Italy dubs everything, and Gullotta, 66, an actor who has appeared in over 100 films over a 50-year career including three from Oscar-winning director Giuseppe Tornatore, is also a dubber. He’s worked as the voice of Joe Pesci in Sergio Leone’s Once Upon a Time in America and other films. He told The Hollywood Reporter that dubbing Woody Allen would be one of the highlights of his career.
“The Italian newspapers say ‘Woody Allen is mine,’ but that’s not the case at all,” said Gullotta. “I just do a kind of simultaneous translation with some acting thrown in. But the role is his, and it’s a great honor.”
Gullotta said dubbing Allen presented some unique challenges: “With the way he speaks, the pauses are as important as what is said,” Gullotta said.

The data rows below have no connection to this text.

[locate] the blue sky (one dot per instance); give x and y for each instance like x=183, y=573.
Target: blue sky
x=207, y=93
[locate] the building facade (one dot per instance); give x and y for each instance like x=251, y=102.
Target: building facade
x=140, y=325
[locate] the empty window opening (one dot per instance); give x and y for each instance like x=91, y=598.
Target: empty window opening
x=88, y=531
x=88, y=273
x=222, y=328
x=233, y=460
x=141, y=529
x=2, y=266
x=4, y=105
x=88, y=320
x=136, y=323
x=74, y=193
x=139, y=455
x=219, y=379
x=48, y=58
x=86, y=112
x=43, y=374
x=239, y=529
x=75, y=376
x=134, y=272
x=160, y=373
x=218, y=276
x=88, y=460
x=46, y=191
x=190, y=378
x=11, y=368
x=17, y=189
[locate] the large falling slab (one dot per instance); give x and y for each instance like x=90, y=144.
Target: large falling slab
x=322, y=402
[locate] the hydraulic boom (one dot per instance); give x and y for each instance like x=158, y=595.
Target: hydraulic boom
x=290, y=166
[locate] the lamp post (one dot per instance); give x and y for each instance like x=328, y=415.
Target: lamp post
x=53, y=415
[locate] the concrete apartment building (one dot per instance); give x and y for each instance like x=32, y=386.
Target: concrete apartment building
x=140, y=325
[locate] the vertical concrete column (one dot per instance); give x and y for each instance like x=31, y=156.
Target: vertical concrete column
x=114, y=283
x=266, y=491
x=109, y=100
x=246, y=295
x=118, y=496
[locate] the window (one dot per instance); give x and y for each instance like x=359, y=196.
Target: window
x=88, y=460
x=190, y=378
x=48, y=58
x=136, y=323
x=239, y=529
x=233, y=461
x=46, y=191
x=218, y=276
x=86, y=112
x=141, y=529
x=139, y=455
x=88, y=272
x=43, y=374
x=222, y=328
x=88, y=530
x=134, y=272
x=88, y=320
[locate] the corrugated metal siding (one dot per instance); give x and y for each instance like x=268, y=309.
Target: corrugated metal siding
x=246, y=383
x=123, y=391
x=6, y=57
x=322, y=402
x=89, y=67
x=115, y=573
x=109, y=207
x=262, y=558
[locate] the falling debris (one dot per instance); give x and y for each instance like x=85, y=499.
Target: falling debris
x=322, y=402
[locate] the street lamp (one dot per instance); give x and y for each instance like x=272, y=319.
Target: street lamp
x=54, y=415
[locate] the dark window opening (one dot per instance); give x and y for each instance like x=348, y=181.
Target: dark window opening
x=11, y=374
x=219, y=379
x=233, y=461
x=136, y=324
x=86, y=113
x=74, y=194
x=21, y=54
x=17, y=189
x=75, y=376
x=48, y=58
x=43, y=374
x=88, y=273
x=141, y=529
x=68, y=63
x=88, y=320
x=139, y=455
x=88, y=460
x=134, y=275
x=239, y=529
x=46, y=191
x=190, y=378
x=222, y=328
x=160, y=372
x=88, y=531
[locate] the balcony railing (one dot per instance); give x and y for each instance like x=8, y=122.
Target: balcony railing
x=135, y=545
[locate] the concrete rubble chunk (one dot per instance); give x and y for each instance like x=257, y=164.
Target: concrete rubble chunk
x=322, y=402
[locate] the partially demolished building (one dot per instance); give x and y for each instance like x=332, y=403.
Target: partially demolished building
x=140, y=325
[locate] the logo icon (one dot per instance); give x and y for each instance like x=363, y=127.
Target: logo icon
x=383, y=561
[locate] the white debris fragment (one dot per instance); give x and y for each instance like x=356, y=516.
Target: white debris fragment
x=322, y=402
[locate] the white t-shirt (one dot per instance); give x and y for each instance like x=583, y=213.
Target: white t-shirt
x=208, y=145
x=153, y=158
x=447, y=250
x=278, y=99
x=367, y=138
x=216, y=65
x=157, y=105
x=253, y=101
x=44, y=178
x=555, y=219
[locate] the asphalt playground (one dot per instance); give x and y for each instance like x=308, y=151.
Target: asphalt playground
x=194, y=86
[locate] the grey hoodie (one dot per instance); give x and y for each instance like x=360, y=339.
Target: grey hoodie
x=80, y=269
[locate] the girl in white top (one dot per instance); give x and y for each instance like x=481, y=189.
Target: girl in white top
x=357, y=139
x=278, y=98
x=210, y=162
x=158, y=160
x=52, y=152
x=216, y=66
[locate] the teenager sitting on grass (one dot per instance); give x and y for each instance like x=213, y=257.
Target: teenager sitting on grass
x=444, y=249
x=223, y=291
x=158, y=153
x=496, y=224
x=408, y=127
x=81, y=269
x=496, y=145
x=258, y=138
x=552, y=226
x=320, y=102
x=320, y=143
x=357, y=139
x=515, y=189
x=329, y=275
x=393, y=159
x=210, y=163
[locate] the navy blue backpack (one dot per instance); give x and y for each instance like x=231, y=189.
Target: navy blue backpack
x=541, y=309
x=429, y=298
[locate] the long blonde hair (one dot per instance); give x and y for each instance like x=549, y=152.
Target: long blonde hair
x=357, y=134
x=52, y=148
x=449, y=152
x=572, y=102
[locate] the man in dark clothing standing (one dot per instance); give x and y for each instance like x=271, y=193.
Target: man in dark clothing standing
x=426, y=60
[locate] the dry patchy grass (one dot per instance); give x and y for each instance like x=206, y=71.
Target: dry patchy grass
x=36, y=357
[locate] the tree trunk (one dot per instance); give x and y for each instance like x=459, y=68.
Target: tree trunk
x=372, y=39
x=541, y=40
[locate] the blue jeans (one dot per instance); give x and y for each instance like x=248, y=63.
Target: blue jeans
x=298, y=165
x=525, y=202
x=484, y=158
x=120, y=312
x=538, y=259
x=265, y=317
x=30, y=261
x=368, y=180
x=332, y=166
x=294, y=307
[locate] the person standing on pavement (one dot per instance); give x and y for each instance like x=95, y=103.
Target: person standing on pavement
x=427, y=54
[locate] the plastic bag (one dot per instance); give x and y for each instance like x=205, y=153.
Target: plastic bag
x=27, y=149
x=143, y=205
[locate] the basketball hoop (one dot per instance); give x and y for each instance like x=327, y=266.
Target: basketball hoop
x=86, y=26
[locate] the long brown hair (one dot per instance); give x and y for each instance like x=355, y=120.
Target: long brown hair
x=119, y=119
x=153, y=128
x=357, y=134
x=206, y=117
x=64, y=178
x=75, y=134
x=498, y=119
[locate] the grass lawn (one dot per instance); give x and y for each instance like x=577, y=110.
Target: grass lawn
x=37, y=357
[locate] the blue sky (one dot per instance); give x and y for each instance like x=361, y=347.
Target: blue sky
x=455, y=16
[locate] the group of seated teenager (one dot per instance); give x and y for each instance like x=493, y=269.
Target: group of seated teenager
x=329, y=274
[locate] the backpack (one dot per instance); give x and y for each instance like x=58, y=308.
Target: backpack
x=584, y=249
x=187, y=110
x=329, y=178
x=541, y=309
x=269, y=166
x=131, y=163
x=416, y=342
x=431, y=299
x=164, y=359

To Rome With Love, which was filmed in Italy, will have its world premiere in Rome on April 20, two months before going into limited release in the U.S. It is the first film since 2006’s Scoop in which Allen appears as an actor, meaning it will be the first time in years an Italian audience will hear Allen dubbed by someone besides Lionello.
“In Italy, Oreste Lionello for ages made me a much better actor than I really am,” Allen said following Lionello’s 2009 death.
Italian dubbers are considered to be among the world’s best, and the practice of dubbing films is widespread: many major releases do not even make versions subtitled into Italian, or the subtitled versions are released well after the dubbed versions. The Italian DVD of Paolo Sorrentino’s This Must Be The Place, however, can be watched in English or dubbed into Italian.